Adam Lerner: The Art of Risk at TEDxMileHigh (Full Transcript)

Adam Lerner – TRANSCRIPT

I’ve spent most of my life striving for recognition, for stature. My father, who was a Holocaust refugee, was focused on other things, and he was focused more on the necessities of life.

You see, you could tell that actually by looking at me as a kid. In wintertime, while other kids were wearing mittens, he gave me to wear these brown gardening gloves that he bought three to a pack. “What? You need such nice gloves?”, he would say.

In summertime, while other kids were wearing tube socks, I was wearing these black nylon socks with my sneakers and my shorts, which is why the kids across the street used to call me Jew Socks. So I spent a lot of time trying to elevate myself beyond the Queens immigrant Jewish family that I grew up in.

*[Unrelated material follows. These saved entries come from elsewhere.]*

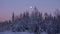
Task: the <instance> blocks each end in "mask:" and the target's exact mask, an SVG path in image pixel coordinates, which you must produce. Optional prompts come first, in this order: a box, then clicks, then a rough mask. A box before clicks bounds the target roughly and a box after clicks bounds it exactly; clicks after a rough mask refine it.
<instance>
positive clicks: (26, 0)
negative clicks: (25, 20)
mask: <svg viewBox="0 0 60 34" xmlns="http://www.w3.org/2000/svg"><path fill="white" fill-rule="evenodd" d="M30 6H32V7H34V6H37V8H38V9H39V11H42V12H48V13H50V12H52V11H55V10H56V9H57V8H59V9H60V0H0V21H4V20H9V19H11V16H12V13H13V11H14V13H15V14H16V15H18V14H20V12H23V11H26V10H29V11H30V10H32V9H31V8H29V7H30Z"/></svg>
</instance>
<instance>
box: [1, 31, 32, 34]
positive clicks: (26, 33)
mask: <svg viewBox="0 0 60 34" xmlns="http://www.w3.org/2000/svg"><path fill="white" fill-rule="evenodd" d="M0 34H33V33H28V32H9V31H6V32H0Z"/></svg>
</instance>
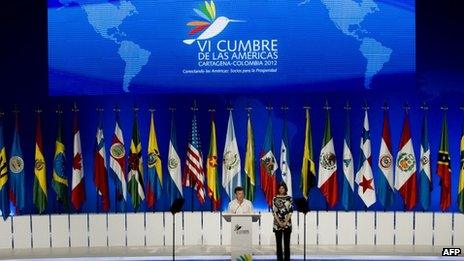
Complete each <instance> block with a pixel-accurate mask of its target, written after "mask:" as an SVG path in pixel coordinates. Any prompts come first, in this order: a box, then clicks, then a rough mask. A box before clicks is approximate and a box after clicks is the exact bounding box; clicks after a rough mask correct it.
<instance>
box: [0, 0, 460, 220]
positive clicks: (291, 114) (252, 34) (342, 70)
mask: <svg viewBox="0 0 464 261" xmlns="http://www.w3.org/2000/svg"><path fill="white" fill-rule="evenodd" d="M194 9H196V10H194ZM226 18H227V19H226ZM231 20H233V21H231ZM238 20H240V21H238ZM224 21H228V23H227V24H225V25H224V23H225V22H224ZM221 23H223V24H222V26H220V24H221ZM210 28H213V29H215V30H209V34H207V32H208V29H210ZM192 30H193V32H192ZM218 32H219V33H218ZM189 33H190V34H191V35H190V34H189ZM215 33H217V34H215ZM208 37H209V38H208ZM48 55H49V56H48V62H49V70H48V75H49V88H48V91H49V93H50V94H52V97H49V96H47V95H46V88H45V84H44V81H42V79H37V81H38V84H37V86H36V88H34V89H32V90H30V91H28V89H27V88H26V87H23V86H19V87H20V89H19V90H16V89H13V88H12V89H9V90H8V92H7V93H6V95H2V96H1V97H0V101H2V102H1V104H2V106H3V108H2V109H3V110H4V111H5V112H6V118H5V122H4V124H5V142H6V144H7V154H8V155H9V153H10V152H11V145H10V144H11V142H12V132H13V115H12V113H10V111H11V110H12V109H13V104H14V103H17V105H18V108H19V109H20V110H21V114H20V120H21V123H20V135H21V142H22V148H23V154H24V160H25V169H26V198H27V209H26V211H25V213H36V210H35V209H34V207H33V205H32V182H33V164H34V127H35V126H34V124H35V120H34V119H35V114H34V110H35V109H36V107H38V106H39V107H41V109H42V110H43V113H42V116H43V119H42V123H43V127H44V131H43V134H44V150H45V152H44V153H45V159H46V163H47V169H48V170H47V179H48V185H49V186H48V188H49V190H48V193H49V200H48V208H47V212H48V213H51V212H59V210H60V209H59V207H58V206H57V203H56V197H55V195H54V192H53V190H52V189H51V183H50V181H51V177H52V161H53V154H54V146H55V137H56V114H55V109H56V107H57V105H58V104H60V105H61V107H62V108H63V109H64V111H65V113H64V121H65V122H64V133H65V134H64V143H65V146H66V156H67V162H66V175H68V178H69V180H70V178H71V158H72V112H71V108H72V105H73V103H74V102H76V103H77V105H78V106H79V107H80V122H81V137H82V147H83V154H84V155H83V156H84V175H85V179H86V192H87V200H86V202H85V204H84V206H83V209H82V211H83V212H98V211H99V210H98V209H97V200H96V198H97V197H96V196H97V195H96V191H95V186H94V184H93V181H92V179H93V149H94V143H95V134H96V126H97V122H98V114H97V112H96V110H95V109H96V108H97V107H102V108H104V109H105V111H104V113H103V121H104V122H103V124H104V134H105V139H106V148H107V152H108V151H109V146H110V144H111V137H112V134H113V130H114V124H115V122H114V120H115V116H114V112H113V108H114V106H116V105H118V106H119V107H120V108H121V127H122V129H123V132H124V140H125V144H126V151H128V150H129V144H130V138H131V132H132V123H133V111H132V107H133V106H134V105H136V106H138V107H139V108H140V110H139V128H140V133H141V140H142V150H143V161H144V162H145V163H146V162H147V153H146V150H147V141H148V130H149V111H148V109H149V108H152V107H153V108H155V109H156V110H157V111H156V113H155V121H156V126H157V134H158V141H159V148H160V153H161V157H162V160H163V169H164V178H165V179H166V178H167V175H168V173H167V171H166V170H167V166H166V164H167V163H166V158H167V153H168V142H169V140H168V139H169V131H170V119H171V118H170V117H171V113H170V111H169V110H168V108H169V107H172V106H175V107H176V108H177V111H176V123H177V137H178V148H179V153H180V157H181V160H182V162H183V163H184V162H185V155H186V145H187V139H188V135H189V131H190V124H191V117H192V112H191V110H190V107H191V106H192V104H193V101H194V100H196V102H197V104H198V106H199V110H198V112H197V113H198V120H199V129H200V135H201V143H202V145H203V147H202V152H203V155H206V154H207V152H208V146H209V131H210V130H209V119H210V114H209V112H208V108H210V107H214V108H215V109H216V124H217V141H218V154H219V158H220V160H222V152H223V149H224V140H225V134H226V125H227V116H228V115H227V110H226V107H227V106H228V105H229V104H232V105H233V106H234V108H235V110H234V120H235V131H236V135H237V139H238V146H239V150H240V154H241V158H242V162H244V156H245V142H246V140H245V137H246V111H245V107H247V106H251V107H253V111H252V120H253V126H254V131H255V145H256V148H255V150H256V155H255V157H256V159H258V155H259V152H260V150H261V147H262V145H263V142H264V135H265V127H266V122H267V117H268V111H267V110H266V106H269V105H271V106H273V107H274V110H273V111H272V120H273V126H274V137H273V138H274V144H275V148H274V151H275V154H276V156H277V158H278V157H279V156H280V153H279V148H280V139H281V134H282V125H283V119H284V113H283V111H282V110H281V109H280V107H281V106H288V107H289V110H288V112H287V117H288V134H289V150H290V168H291V171H292V176H293V191H294V197H300V196H301V192H300V190H299V181H300V176H301V174H300V171H301V162H302V156H303V144H304V124H305V113H304V110H303V106H305V105H310V106H311V107H312V110H311V117H312V118H311V120H312V132H313V142H314V154H315V157H314V158H315V160H316V162H317V160H318V157H319V152H320V148H321V143H322V137H323V127H324V115H325V114H324V110H323V106H324V103H325V101H326V100H328V102H329V104H330V105H331V107H332V110H331V119H332V133H333V136H334V143H335V151H336V154H337V164H338V169H339V172H338V179H339V184H341V181H342V171H341V170H342V161H341V156H342V149H343V136H344V131H345V130H344V123H345V111H344V109H343V107H344V105H345V103H346V102H347V101H350V103H351V105H352V110H351V112H350V116H351V126H352V130H351V131H352V137H351V138H352V144H351V147H352V152H353V154H354V159H355V168H356V169H357V167H358V164H357V160H358V157H359V141H360V135H361V129H362V117H363V111H362V106H363V105H364V104H365V102H367V103H368V104H369V106H370V110H369V117H370V128H371V140H372V164H373V171H374V177H375V180H376V181H377V180H378V177H379V175H380V172H379V169H378V167H377V160H378V156H379V148H380V138H381V129H382V109H381V106H382V105H383V104H384V102H387V103H388V104H389V106H390V124H391V132H392V143H393V154H394V156H395V157H396V152H397V151H398V144H399V139H400V133H401V127H402V121H403V115H404V112H403V104H404V103H406V102H408V103H409V104H410V105H411V111H410V112H409V115H410V122H411V131H412V140H413V144H414V149H415V154H416V160H417V161H418V160H419V145H420V131H421V130H420V128H421V121H422V116H423V111H421V109H420V108H419V107H420V105H421V104H422V102H424V101H426V102H427V103H428V104H429V106H430V108H431V109H430V111H429V113H428V117H429V139H430V143H431V152H432V153H431V161H432V177H433V191H432V203H431V207H430V210H429V211H439V196H440V188H439V180H438V177H437V175H436V165H437V164H436V162H437V155H438V146H439V139H440V126H441V119H442V111H441V110H440V106H441V105H442V104H447V105H448V107H449V110H448V112H447V113H448V127H449V141H450V152H451V167H452V204H451V207H450V209H449V211H457V206H456V198H457V187H458V179H459V175H458V174H459V166H460V165H459V139H460V134H461V124H462V121H463V116H462V112H461V111H460V110H459V106H461V103H462V101H461V99H460V97H462V88H461V86H459V85H458V84H456V83H455V82H457V81H455V80H454V79H456V78H452V77H448V74H443V75H441V74H431V75H423V76H422V77H424V78H423V79H421V80H420V81H418V82H417V83H418V84H417V83H416V79H415V5H414V1H394V0H389V1H387V0H384V1H369V0H368V1H355V0H339V1H326V0H319V1H318V0H309V1H304V0H303V1H299V0H295V1H264V0H256V1H248V0H245V1H240V2H239V3H238V2H235V1H230V0H217V1H209V2H208V4H205V3H204V1H191V0H188V1H174V0H172V1H161V2H155V1H141V0H140V1H137V0H132V1H127V0H118V1H110V0H108V1H103V0H101V1H77V0H75V1H73V0H60V1H56V0H49V1H48ZM32 58H34V57H32ZM35 59H36V60H37V57H35ZM34 61H35V60H34V59H33V60H32V62H34ZM23 62H24V60H23ZM33 64H34V63H33ZM18 68H19V67H18ZM29 68H30V69H31V71H32V69H35V68H33V66H30V67H29ZM40 68H43V67H40V66H38V70H39V71H40ZM30 74H31V75H36V76H37V77H39V76H42V74H39V73H36V71H33V72H30ZM14 75H15V76H16V78H18V77H20V74H19V73H17V74H14ZM24 75H28V74H27V72H25V74H24ZM43 75H45V73H44V74H43ZM456 75H457V74H456ZM21 76H22V75H21ZM455 77H456V76H455ZM13 78H14V77H12V78H11V79H13ZM15 80H16V79H15ZM18 80H19V79H18ZM34 80H35V79H34ZM34 80H29V79H28V80H22V81H20V82H21V83H24V84H25V85H29V86H31V84H33V83H34ZM11 83H13V80H11ZM127 92H129V93H127ZM8 94H15V95H11V96H13V97H14V98H10V95H8ZM25 94H28V95H25ZM82 94H105V95H101V96H97V95H95V96H81V95H82ZM121 94H123V95H121ZM108 157H109V155H107V158H108ZM256 165H257V166H258V161H257V162H256ZM316 165H317V163H316ZM144 167H145V175H146V171H147V169H146V166H144ZM184 167H185V166H184V164H183V165H182V168H184ZM417 168H418V169H419V166H417ZM258 170H259V169H258V168H257V169H256V171H257V173H259V172H258ZM219 174H220V175H221V172H220V171H219ZM242 175H243V172H242ZM277 175H278V177H280V171H277ZM109 180H110V182H109V185H110V200H111V211H115V195H114V183H113V182H112V179H111V178H110V179H109ZM339 192H340V191H339ZM255 193H256V199H255V201H254V205H255V207H256V208H257V209H258V210H266V209H267V207H266V204H265V201H264V196H263V191H262V190H261V188H260V180H259V174H258V175H257V189H256V192H255ZM184 195H185V198H186V204H185V206H184V210H187V211H189V210H205V211H208V210H210V208H211V202H210V201H209V200H207V201H206V203H205V204H204V205H203V206H200V205H199V202H198V200H197V199H196V197H194V194H193V193H192V190H191V189H190V188H189V189H185V190H184ZM221 201H222V207H223V209H225V207H226V205H227V203H228V201H229V199H228V198H227V195H226V194H225V192H224V190H223V189H222V188H221ZM129 205H130V204H129ZM309 206H310V208H311V209H312V210H326V204H325V200H324V198H323V197H322V194H321V193H320V191H319V190H318V189H317V188H315V189H311V191H310V196H309ZM167 209H168V197H167V195H166V194H163V198H162V200H160V201H159V202H158V203H157V204H156V206H155V210H157V211H160V210H167ZM333 209H334V210H341V209H342V208H341V205H340V203H338V204H337V205H336V206H335V208H333ZM353 209H354V210H364V205H363V203H362V201H361V199H360V198H359V197H357V196H356V197H355V204H354V208H353ZM369 210H379V211H381V210H384V209H383V208H382V207H381V206H380V204H379V203H376V204H374V205H373V206H372V207H371V208H370V209H369ZM389 210H398V211H402V210H404V207H403V204H402V199H401V198H400V196H399V195H398V194H397V193H395V202H394V205H393V206H392V207H391V209H389ZM414 210H417V211H422V209H421V208H420V206H419V205H417V206H416V208H415V209H414ZM128 211H133V209H132V208H131V207H130V206H129V208H128ZM141 211H147V209H146V204H145V202H144V203H143V204H142V208H141ZM149 211H151V210H149Z"/></svg>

I had this image of myself wearing tweed jackets, carrying fountain pens, and discussing great leather-bound books of philosophy and poetry written by old British people. I spent 16 years in higher education at places like Cambridge University and Johns Hopkins University. At Johns Hopkins I studied with the renowned French art historian, Eric Michaud, who spoke as if each word had some some deep philosophical weight to it. I still remember my first seminar with him back in 1991. His first line he said, “Art is our last myth, so that we will not perish of truth.”

I had no idea what it meant. But I had the feeling like it was some invitation to some greater intellectual life. It turns out it was a reference to Nietzsche, and I went to the library, and I read every single book I could from Nietzsche. From morning till night, I would read philosophy, literature, art history. I pursued my graduate studies like I was a medieval monk seeking spiritual enlightenment.

All my graduate school friends were the same way.